Severance creator Dan Erickson has been honest to a fault about the influence the ur-mystery-box show, Lost, has had on his show. Severance has a leg up on several other shows in that category, from Westworld to Yellowjackets, because of its steely command of its own aesthetic sensibilities and its use of the characters’ outies to communicate real emotional pain. Drama has pain at its heart. Mystery boxes have “huh???” at their heart. In this sense, at least, Severance is closer to the former than the latter.
But the bottom line is that unless it’s a Twin Peaks scenario where the journey is the destination, mystery box shows like Severance are an exercise by the writers’ room to see how long they can go without telling you things any normal human being — any normal character — would tell you within thirty seconds of meeting you. It’s why I found it so exciting when Mark S. divulged the events of his outie excursion to his coworkers right away, and why I found it so dull when “Helly”/Helena did not.

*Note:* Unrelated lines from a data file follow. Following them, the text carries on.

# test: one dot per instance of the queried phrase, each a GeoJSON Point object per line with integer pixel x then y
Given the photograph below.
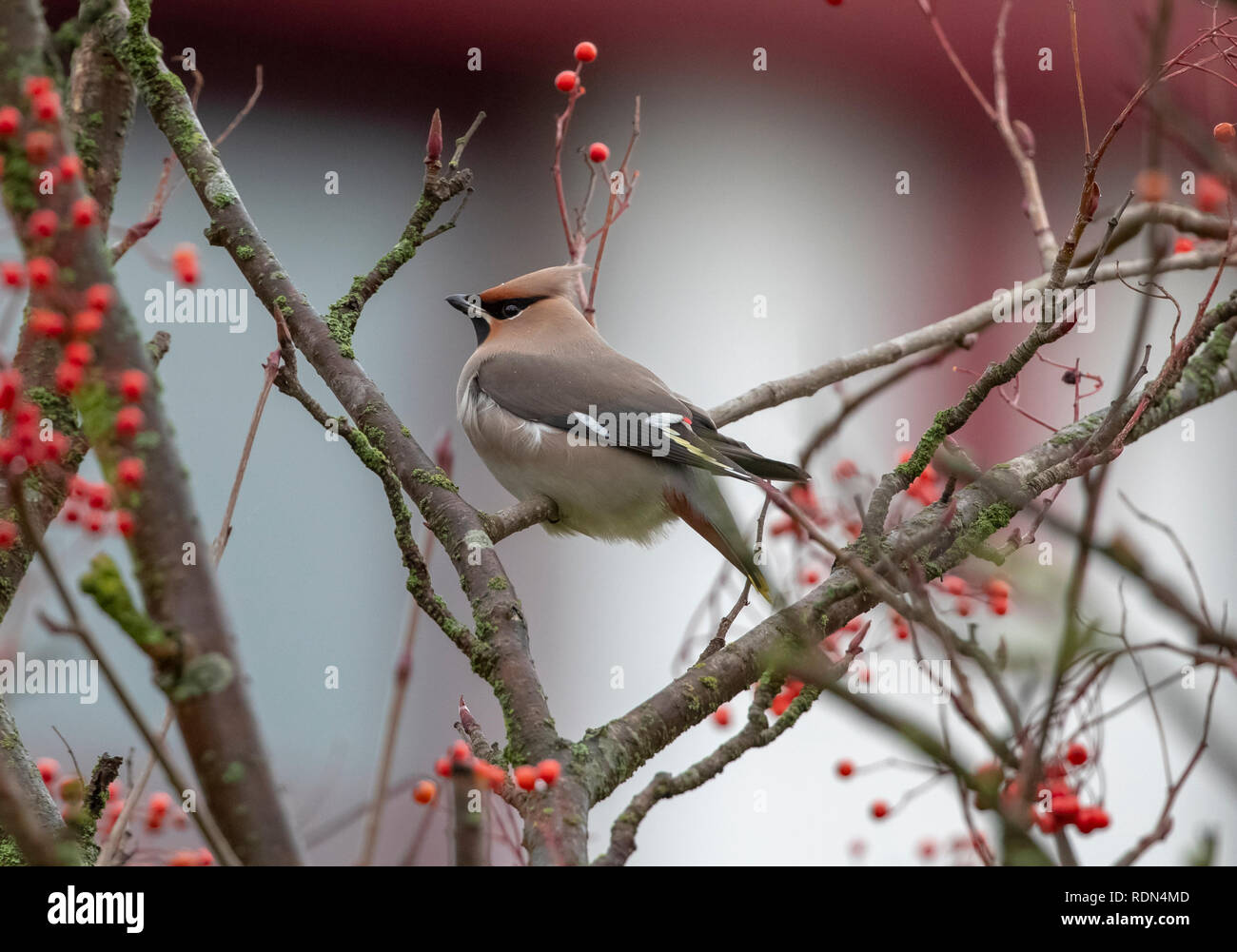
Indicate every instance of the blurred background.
{"type": "Point", "coordinates": [776, 184]}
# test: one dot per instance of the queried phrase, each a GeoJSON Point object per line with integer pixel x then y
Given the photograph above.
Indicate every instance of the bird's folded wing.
{"type": "Point", "coordinates": [606, 399]}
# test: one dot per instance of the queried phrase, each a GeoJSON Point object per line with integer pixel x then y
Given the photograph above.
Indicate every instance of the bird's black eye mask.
{"type": "Point", "coordinates": [510, 307]}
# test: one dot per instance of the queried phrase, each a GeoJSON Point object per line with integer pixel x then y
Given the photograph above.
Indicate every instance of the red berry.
{"type": "Point", "coordinates": [38, 146]}
{"type": "Point", "coordinates": [46, 322]}
{"type": "Point", "coordinates": [79, 353]}
{"type": "Point", "coordinates": [10, 122]}
{"type": "Point", "coordinates": [128, 421]}
{"type": "Point", "coordinates": [548, 771]}
{"type": "Point", "coordinates": [185, 262]}
{"type": "Point", "coordinates": [997, 588]}
{"type": "Point", "coordinates": [99, 495]}
{"type": "Point", "coordinates": [1065, 807]}
{"type": "Point", "coordinates": [36, 86]}
{"type": "Point", "coordinates": [69, 378]}
{"type": "Point", "coordinates": [70, 168]}
{"type": "Point", "coordinates": [42, 223]}
{"type": "Point", "coordinates": [125, 523]}
{"type": "Point", "coordinates": [48, 107]}
{"type": "Point", "coordinates": [10, 386]}
{"type": "Point", "coordinates": [42, 272]}
{"type": "Point", "coordinates": [98, 297]}
{"type": "Point", "coordinates": [131, 471]}
{"type": "Point", "coordinates": [87, 322]}
{"type": "Point", "coordinates": [86, 211]}
{"type": "Point", "coordinates": [526, 777]}
{"type": "Point", "coordinates": [132, 388]}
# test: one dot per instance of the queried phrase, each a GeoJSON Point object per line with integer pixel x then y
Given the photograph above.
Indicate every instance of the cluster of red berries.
{"type": "Point", "coordinates": [791, 690]}
{"type": "Point", "coordinates": [879, 808]}
{"type": "Point", "coordinates": [1056, 792]}
{"type": "Point", "coordinates": [569, 82]}
{"type": "Point", "coordinates": [994, 593]}
{"type": "Point", "coordinates": [91, 503]}
{"type": "Point", "coordinates": [157, 812]}
{"type": "Point", "coordinates": [73, 322]}
{"type": "Point", "coordinates": [526, 775]}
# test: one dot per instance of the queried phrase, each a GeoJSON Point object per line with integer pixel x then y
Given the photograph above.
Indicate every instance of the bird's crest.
{"type": "Point", "coordinates": [557, 282]}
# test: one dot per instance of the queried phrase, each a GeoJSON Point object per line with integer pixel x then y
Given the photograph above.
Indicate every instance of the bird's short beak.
{"type": "Point", "coordinates": [459, 301]}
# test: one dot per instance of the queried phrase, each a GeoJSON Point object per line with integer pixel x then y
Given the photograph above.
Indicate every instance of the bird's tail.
{"type": "Point", "coordinates": [696, 498]}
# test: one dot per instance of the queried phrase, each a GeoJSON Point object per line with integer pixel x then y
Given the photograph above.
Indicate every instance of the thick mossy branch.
{"type": "Point", "coordinates": [104, 584]}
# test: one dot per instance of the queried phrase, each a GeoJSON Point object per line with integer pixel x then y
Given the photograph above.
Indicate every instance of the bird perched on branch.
{"type": "Point", "coordinates": [555, 411]}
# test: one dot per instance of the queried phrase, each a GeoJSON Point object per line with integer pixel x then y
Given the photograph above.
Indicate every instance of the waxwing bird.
{"type": "Point", "coordinates": [555, 411]}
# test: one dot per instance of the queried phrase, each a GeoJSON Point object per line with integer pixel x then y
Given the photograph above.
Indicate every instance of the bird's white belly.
{"type": "Point", "coordinates": [601, 491]}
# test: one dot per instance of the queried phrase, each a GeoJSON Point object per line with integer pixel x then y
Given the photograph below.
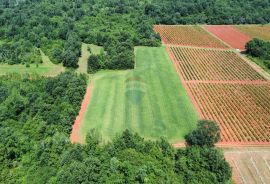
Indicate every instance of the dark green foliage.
{"type": "Point", "coordinates": [202, 165]}
{"type": "Point", "coordinates": [260, 49]}
{"type": "Point", "coordinates": [206, 134]}
{"type": "Point", "coordinates": [36, 117]}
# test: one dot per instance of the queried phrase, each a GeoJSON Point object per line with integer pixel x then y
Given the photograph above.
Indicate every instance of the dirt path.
{"type": "Point", "coordinates": [75, 137]}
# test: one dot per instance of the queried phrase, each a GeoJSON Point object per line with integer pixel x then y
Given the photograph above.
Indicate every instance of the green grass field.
{"type": "Point", "coordinates": [85, 54]}
{"type": "Point", "coordinates": [149, 100]}
{"type": "Point", "coordinates": [47, 68]}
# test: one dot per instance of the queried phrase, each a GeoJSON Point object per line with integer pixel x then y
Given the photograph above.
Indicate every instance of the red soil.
{"type": "Point", "coordinates": [75, 137]}
{"type": "Point", "coordinates": [230, 35]}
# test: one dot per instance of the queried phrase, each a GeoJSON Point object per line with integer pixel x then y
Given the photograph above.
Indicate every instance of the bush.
{"type": "Point", "coordinates": [206, 134]}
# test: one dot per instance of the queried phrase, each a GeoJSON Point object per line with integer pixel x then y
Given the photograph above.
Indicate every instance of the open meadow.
{"type": "Point", "coordinates": [46, 68]}
{"type": "Point", "coordinates": [149, 100]}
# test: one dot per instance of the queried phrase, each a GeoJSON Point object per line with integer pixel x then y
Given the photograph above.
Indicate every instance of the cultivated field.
{"type": "Point", "coordinates": [226, 89]}
{"type": "Point", "coordinates": [241, 110]}
{"type": "Point", "coordinates": [255, 31]}
{"type": "Point", "coordinates": [250, 165]}
{"type": "Point", "coordinates": [187, 36]}
{"type": "Point", "coordinates": [208, 64]}
{"type": "Point", "coordinates": [149, 100]}
{"type": "Point", "coordinates": [229, 35]}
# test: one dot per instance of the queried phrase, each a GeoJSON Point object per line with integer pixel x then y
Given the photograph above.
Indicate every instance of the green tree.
{"type": "Point", "coordinates": [206, 134]}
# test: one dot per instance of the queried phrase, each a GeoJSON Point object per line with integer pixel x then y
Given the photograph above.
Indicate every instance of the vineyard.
{"type": "Point", "coordinates": [206, 64]}
{"type": "Point", "coordinates": [255, 31]}
{"type": "Point", "coordinates": [230, 35]}
{"type": "Point", "coordinates": [225, 88]}
{"type": "Point", "coordinates": [242, 110]}
{"type": "Point", "coordinates": [187, 36]}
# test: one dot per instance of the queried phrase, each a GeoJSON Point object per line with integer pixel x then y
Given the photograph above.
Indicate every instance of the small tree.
{"type": "Point", "coordinates": [206, 134]}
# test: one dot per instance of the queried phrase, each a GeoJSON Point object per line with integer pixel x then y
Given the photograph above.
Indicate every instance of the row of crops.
{"type": "Point", "coordinates": [242, 110]}
{"type": "Point", "coordinates": [223, 86]}
{"type": "Point", "coordinates": [188, 36]}
{"type": "Point", "coordinates": [207, 64]}
{"type": "Point", "coordinates": [212, 36]}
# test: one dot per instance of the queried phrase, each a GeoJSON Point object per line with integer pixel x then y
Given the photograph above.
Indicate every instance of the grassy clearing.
{"type": "Point", "coordinates": [85, 54]}
{"type": "Point", "coordinates": [47, 68]}
{"type": "Point", "coordinates": [149, 100]}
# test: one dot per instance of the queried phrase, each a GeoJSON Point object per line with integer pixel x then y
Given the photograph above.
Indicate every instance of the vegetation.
{"type": "Point", "coordinates": [149, 100]}
{"type": "Point", "coordinates": [207, 134]}
{"type": "Point", "coordinates": [46, 68]}
{"type": "Point", "coordinates": [36, 117]}
{"type": "Point", "coordinates": [59, 27]}
{"type": "Point", "coordinates": [260, 50]}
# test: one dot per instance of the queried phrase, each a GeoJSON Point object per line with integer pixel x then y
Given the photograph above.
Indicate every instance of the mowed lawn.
{"type": "Point", "coordinates": [47, 68]}
{"type": "Point", "coordinates": [149, 100]}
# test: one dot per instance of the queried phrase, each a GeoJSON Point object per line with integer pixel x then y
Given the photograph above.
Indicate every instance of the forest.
{"type": "Point", "coordinates": [35, 145]}
{"type": "Point", "coordinates": [37, 113]}
{"type": "Point", "coordinates": [59, 27]}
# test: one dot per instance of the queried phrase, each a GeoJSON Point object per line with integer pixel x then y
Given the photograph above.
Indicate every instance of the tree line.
{"type": "Point", "coordinates": [59, 27]}
{"type": "Point", "coordinates": [36, 116]}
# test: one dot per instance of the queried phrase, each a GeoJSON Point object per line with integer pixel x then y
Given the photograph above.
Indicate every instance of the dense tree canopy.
{"type": "Point", "coordinates": [207, 134]}
{"type": "Point", "coordinates": [36, 116]}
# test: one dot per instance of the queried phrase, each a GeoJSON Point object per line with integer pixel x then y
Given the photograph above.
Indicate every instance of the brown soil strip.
{"type": "Point", "coordinates": [229, 82]}
{"type": "Point", "coordinates": [75, 137]}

I am simply not interested in marinating in a show the point of which is that the writers know more than I do. Yeah, no fucking shit they do — they’re the writers! But to paraphrase Janet (Miss Jackson if you’re nasty), what have they done for me lately? Surely I can’t be the only person watching this who thinks it would all be a lot more interesting if — like many of the show’s acknowledged touchstones, from Eternal Sunshine of the Spotless Mind to1984 — it was clear from the start what was happening. That way, we could focus not on trying to crack the code of the thing, to solve it like a Wordle, and directly focus instead on what these hideous cult-like one-percenters and their willing fascist servants have done to these poor people. Considering the world we live in, which do you think is the more rewarding path to take?
Maybe the simplest way to put it is this. There are mystery stories (Tinker Tailor Soldier Spy, The Big Lebowski), there are mysterious stories (Mulholland Drive, Stalker), and there are mystery-box stories (Heroes, Yellowjackets). Are you picking up what I’m laying down here?